Is this the next toy Mr Cameron is going to bring home for his armchair killers?
That’s the bad news. Now for something refreshingly different.
The Corbyn challenge promises to be fun
The Labour Party too is seeking a new leader after Ed Miliband’s predicted downfall. In the ensuing contest a maverick outsider has pulled ahead in the polls to become the shock-horror favourite. Jeremy Corbyn, a veteran peace campaigner, an MP of 32 years’ standing and a prominent pro-Palestinian is likely to cause huge upset if he wins through. The other front-runners Andy Burnham and Yvette Cooper, instrumental in spectacularly losing the general election, both voted for the Iraq war and against an inquiry into it (according to theyworkforyou.com). Corbyn’s intervention is therefore causing panic among Labour Party grandees who are threatening to call the leadership contest off.
It goes without saying that the mainstream media are working feverishly to trash Corbyn. Branded a “bearded socialist voter-repellent” by one Tory rag, Corbyn is clearly a worry for the right and the Israel-firsters. A headline in The Telegraph screamed: “Jeremy Corbyn, friend to Hamas, Iran and extremists…. If Jeremy Corbyn wins, Labour will be in the extraordinary position of having a leader with among the most extensive links in Parliament to terrorists”.
The Independent reports that Labour MPs are plotting a coup against Corbyn before Christmas if he wins the leadership and that few of the existing shadow cabinet would wish to serve under him.
This video clip shows an attempt by Channel 4’s Krishnan Guru-Murthy, in bull-boy mode, to humiliate Jeremy by harping on about whether Hamas are Jeremy’s “friends”. Hamas and Hezbollah are certainly not Britain’s enemies, so what was Krishnan’s point?

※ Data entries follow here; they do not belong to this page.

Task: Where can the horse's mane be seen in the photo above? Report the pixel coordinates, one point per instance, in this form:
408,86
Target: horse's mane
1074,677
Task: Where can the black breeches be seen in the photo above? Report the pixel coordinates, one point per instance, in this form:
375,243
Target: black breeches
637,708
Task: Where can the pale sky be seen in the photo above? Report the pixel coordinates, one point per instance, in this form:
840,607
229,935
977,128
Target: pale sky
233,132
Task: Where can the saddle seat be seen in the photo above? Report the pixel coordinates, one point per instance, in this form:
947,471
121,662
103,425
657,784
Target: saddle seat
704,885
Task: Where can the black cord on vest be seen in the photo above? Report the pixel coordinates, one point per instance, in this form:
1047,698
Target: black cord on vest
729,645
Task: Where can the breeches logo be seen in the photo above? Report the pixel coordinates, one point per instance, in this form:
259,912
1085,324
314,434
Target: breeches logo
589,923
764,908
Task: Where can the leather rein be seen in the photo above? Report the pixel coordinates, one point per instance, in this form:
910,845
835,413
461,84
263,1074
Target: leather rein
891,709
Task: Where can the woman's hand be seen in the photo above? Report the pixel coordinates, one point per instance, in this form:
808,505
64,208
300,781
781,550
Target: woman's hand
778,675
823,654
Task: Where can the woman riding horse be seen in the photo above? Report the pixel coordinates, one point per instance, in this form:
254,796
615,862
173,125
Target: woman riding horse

Hamas, let’s remind ourselves, was set up in the late 1980s to resist Israel’s brutal and illegal occupation of Palestine. Since 2006 they have been the democratically elected power but are presently confined to the Gaza Strip after an attempt to overthrow them by losers Fatah in cahoots with Israel, the US, UK and EU.
Hezbollah were created in the wake of Israel’s 1982 invasion of South Lebanon to resist the continuing occupation and further Israeli aggression, including the 2006 war.
Hamas are only regarded as a terrorist organization by Israel’s allies, not the rest of the world. As The Telegraph should know, Hamas’s military wing (the Izz ad-Din al-Qassam Brigades) is proscribed in the UK but not its political wing, so Hamas should obviously be included in peace talks. The same goes for Hezbollah which has seats in the Lebanese parliament. The real problem is the subservience of the Tories and Labour (and our mainstream media) to Israel and its expansionism. 80% of Tory MPs and MEPs are said to be signed-up Friends of Israel and will do nothing to upset that rogue regime or derail its evil schemes.
Note how the UK Government will not lift a finger to break the crippling 8-year siege of Gaza or protect humanitarian flotillas from Israeli assault on the high seas, but would happily bomb the hell out of Libya, Syria or anywhere else the US/Israel axis points its finger.
The struggle against Israel is central to the raison-d’etre of both Hamas and Hezbollah. The West complains that they are supported by Syria and Iran, hence the hostility of our politicians and media. But so what? Israel, Saudi Arabia and other deeply unpleasant regimes are heavily supported by the US.
Corbyn is nobody’s fool. His appearance on the stage could be great fun as well as hugely important.